Orders, Supreme Court, New York County (Paul G. Feinman, J.), entered October 19, 2009, which denied defendant's motions for summary judgment dismissing the complaint and to preclude plaintiffs' expert testimony, respectively, unanimously affirmed, without costs.
Published by New York State Law Reporting Bureau pursuant to Judiciary Law § 431.
This opinion is uncorrected and subject to revision before publication in the Official Reports.
Tom, J.P., Mazzarelli, Nardelli, Acosta, Renwick, JJ.
Defendant failed to satisfy its prima facie burden of establishing the absence of issues of fact concerning the injured plaintiff's inability to identify the cause of her fall and whether it created or had actual or constructive notice of the hazardous condition that caused the fall (see Weingrad v New York Univ. Med. Ctr., 64 NY2d 851, 853 ; Fernandez v VLA Realty, LLC, 45 AD3d 391 ; Pena v Women's Outreach Network, Inc., 35 AD3d 104, 109 ).
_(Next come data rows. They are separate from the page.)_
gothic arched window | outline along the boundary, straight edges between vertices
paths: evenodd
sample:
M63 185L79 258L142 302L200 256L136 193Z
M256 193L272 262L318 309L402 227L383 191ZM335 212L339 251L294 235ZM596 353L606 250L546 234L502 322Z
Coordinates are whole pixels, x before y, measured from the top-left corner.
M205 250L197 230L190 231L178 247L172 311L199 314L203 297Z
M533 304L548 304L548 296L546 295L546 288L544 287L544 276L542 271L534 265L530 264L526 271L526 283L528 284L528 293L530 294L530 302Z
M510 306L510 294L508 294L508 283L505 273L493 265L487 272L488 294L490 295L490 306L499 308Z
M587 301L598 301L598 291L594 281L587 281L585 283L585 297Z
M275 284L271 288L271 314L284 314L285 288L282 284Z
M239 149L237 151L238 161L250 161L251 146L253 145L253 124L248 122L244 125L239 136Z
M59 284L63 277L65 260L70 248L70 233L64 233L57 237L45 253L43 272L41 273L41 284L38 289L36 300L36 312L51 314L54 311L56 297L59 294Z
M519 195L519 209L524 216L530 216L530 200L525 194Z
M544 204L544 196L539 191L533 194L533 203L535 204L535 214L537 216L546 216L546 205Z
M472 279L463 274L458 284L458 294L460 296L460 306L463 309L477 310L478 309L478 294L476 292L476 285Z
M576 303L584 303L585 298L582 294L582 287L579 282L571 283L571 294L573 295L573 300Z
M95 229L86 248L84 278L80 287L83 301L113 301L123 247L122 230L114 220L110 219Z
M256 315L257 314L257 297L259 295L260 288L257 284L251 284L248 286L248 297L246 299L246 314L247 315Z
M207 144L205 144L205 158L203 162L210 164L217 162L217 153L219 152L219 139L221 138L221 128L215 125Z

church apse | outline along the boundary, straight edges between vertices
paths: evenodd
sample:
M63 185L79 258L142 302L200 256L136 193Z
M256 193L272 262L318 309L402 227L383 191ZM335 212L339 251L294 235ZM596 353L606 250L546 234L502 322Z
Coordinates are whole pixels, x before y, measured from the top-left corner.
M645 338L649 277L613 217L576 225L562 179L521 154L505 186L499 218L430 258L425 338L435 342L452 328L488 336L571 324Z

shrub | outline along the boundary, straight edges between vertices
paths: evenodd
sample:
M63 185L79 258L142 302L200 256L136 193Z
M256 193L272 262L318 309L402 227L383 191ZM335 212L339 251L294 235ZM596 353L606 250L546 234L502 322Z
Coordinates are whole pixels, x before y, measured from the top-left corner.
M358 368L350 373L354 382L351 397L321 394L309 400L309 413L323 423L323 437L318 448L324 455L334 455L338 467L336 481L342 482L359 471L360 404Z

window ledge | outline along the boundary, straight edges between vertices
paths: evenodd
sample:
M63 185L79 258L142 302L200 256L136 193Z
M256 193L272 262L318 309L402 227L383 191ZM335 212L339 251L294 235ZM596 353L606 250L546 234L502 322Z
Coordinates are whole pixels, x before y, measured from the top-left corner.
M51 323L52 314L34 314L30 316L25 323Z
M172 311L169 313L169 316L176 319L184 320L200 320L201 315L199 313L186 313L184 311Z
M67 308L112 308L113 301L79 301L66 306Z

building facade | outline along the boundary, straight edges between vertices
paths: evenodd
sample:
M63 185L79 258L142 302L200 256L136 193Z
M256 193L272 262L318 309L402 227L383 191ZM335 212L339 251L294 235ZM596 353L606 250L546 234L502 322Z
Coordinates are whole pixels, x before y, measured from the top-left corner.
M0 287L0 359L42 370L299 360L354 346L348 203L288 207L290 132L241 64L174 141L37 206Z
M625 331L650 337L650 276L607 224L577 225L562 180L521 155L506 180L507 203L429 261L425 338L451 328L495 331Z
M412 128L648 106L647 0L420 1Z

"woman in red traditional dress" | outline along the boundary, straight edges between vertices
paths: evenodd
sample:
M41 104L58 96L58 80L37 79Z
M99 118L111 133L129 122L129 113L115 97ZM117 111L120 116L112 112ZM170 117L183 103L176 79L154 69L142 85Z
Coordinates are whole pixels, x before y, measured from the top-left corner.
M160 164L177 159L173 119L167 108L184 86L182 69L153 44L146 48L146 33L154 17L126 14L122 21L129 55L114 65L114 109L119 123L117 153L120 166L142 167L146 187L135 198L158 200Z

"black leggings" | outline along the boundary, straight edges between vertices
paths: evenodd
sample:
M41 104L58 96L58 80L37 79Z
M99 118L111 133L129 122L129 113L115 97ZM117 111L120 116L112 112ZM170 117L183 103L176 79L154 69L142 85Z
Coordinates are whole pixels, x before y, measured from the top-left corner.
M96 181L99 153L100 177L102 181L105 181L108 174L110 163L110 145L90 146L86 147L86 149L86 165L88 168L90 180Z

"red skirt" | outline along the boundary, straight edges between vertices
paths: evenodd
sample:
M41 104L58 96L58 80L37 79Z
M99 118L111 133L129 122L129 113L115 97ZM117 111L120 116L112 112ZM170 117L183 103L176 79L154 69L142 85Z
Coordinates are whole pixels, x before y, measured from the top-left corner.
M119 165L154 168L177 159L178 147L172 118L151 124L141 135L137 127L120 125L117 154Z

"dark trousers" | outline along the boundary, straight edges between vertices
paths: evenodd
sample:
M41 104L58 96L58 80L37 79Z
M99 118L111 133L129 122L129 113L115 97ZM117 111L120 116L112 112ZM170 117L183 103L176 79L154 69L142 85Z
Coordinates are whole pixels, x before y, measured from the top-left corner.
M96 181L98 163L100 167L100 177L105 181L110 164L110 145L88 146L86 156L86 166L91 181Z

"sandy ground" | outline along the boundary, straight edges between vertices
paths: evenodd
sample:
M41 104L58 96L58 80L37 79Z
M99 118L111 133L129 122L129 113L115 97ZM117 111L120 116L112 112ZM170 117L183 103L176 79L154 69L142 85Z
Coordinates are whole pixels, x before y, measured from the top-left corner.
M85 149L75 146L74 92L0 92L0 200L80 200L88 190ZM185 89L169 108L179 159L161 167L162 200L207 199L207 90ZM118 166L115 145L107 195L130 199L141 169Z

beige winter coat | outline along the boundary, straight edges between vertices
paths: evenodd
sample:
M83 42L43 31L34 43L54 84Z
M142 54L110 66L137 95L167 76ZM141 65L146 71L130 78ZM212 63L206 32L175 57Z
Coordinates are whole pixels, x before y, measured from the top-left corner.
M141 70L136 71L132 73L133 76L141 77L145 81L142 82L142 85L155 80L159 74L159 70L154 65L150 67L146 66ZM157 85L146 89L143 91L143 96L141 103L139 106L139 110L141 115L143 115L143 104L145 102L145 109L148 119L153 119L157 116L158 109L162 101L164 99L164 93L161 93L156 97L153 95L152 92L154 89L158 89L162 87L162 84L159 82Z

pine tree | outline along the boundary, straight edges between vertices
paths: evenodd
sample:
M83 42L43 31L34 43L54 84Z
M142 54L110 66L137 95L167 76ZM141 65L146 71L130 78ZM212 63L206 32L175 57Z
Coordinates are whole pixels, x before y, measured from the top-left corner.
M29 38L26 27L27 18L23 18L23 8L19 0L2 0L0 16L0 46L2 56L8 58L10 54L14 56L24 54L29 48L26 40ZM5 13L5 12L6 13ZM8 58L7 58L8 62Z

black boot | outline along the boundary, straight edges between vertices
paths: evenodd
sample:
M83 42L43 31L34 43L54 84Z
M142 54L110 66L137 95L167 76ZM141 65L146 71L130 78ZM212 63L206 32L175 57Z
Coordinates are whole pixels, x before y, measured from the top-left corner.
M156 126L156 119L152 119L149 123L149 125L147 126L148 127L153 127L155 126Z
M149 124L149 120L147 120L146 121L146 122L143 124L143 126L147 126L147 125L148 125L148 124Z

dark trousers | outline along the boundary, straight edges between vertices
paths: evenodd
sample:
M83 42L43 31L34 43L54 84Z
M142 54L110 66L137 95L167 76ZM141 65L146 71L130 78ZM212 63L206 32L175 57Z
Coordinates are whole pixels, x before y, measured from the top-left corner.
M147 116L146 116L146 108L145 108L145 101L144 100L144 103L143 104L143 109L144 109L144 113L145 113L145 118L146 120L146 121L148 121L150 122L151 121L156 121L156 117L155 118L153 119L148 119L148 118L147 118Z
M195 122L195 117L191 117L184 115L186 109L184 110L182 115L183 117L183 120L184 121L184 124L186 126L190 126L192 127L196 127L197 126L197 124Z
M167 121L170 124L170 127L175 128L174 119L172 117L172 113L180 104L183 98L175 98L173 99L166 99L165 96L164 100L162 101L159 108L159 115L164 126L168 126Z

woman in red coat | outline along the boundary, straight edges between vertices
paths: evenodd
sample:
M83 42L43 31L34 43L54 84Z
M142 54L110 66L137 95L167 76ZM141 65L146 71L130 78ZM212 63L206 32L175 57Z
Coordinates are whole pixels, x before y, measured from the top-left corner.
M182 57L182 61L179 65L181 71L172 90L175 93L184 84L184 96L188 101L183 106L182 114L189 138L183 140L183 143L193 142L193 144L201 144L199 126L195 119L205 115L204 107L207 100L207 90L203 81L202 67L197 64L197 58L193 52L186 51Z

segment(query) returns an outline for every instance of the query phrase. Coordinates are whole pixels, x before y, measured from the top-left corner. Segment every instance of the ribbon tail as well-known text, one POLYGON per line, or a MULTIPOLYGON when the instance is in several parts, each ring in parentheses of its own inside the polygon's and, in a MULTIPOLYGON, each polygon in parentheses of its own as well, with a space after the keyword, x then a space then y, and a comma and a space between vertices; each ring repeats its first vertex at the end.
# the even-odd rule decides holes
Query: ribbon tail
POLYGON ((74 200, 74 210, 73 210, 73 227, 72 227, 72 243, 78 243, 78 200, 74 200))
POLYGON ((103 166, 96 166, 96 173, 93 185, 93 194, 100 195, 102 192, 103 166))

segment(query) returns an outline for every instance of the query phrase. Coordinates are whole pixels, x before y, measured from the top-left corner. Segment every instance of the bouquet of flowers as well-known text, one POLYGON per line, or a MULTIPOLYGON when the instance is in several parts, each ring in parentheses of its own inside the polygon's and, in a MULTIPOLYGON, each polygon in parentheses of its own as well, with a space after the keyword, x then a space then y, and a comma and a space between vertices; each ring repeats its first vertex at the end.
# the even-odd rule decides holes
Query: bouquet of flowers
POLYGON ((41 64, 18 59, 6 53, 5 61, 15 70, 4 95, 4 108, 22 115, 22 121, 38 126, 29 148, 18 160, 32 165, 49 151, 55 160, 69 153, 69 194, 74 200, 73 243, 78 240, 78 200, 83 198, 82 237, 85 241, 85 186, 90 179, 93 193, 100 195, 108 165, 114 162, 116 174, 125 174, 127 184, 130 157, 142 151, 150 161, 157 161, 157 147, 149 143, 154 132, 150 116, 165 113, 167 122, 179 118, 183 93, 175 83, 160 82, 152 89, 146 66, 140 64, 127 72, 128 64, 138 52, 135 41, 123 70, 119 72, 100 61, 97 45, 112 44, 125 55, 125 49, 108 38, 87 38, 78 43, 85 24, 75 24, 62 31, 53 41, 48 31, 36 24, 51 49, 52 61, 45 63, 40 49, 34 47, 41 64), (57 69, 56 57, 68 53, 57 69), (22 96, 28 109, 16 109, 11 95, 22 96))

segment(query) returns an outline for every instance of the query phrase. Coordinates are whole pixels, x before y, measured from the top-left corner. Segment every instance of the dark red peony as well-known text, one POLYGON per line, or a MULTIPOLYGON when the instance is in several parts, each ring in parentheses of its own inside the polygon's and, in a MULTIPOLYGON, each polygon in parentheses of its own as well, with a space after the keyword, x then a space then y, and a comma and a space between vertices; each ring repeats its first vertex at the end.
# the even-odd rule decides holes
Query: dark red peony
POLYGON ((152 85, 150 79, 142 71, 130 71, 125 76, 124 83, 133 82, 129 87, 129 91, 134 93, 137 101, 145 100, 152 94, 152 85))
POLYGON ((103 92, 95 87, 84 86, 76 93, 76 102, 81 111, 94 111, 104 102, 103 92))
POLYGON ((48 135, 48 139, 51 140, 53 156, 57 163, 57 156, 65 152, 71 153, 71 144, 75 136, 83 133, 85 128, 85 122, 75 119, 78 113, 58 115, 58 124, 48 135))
We reject defendant's contention that plaintiff was required to identify at the time of the accident exactly where she fell and the precise condition that caused her to fall (see Welch v Riverbay Corp., 273 AD2d 66 ; Vitanza v Growth Realties, 91 AD2d 917 ; Gramm v State of New York, 28 AD2d 787, 788 , affd 21 NY2d 1025 ). Plaintiff identified the location of her fall in her deposition testimony and stated that she pointed this location out to an employee of defendant when he found her at the bottom of the stairs. Although she did not know at the time that she slipped on the steps because of the worn treads, she discovered this when she returned to the scene a few weeks later (see Seivert v Kingpin Enters., Inc., 55 AD3d 1406 ; Sweeney v D & J Vending, 291 AD2d 443 ). Based on the testimony of two employees of defendant that the photographs taken two to three months after the accident accurately represented the condition of the treads on the steps before and on the day of the accident, there is no reason to believe that the condition of the treads changed significantly between the date of the accident and the date of plaintiff's return to the scene.
The court properly declined to preclude plaintiffs' expert's affidavit and testimony. Plaintiffs established good cause for the untimely disclosure (see LaFurge v Cohen, 61 AD3d 426 , lv denied 13 NY3d 701 ; St. Hilaire v White, 305 AD2d 209, 210 ), which does not appear to have surprised or prejudiced defendant (see Moreno v Fabre, 46 AD3d 254, 255 ).
We have considered defendant's remaining contentions and find them unavailing.
THIS CONSTITUTES THE DECISION AND ORDER OF THE SUPREME COURT, APPELLATE DIVISION, FIRST DEPARTMENT.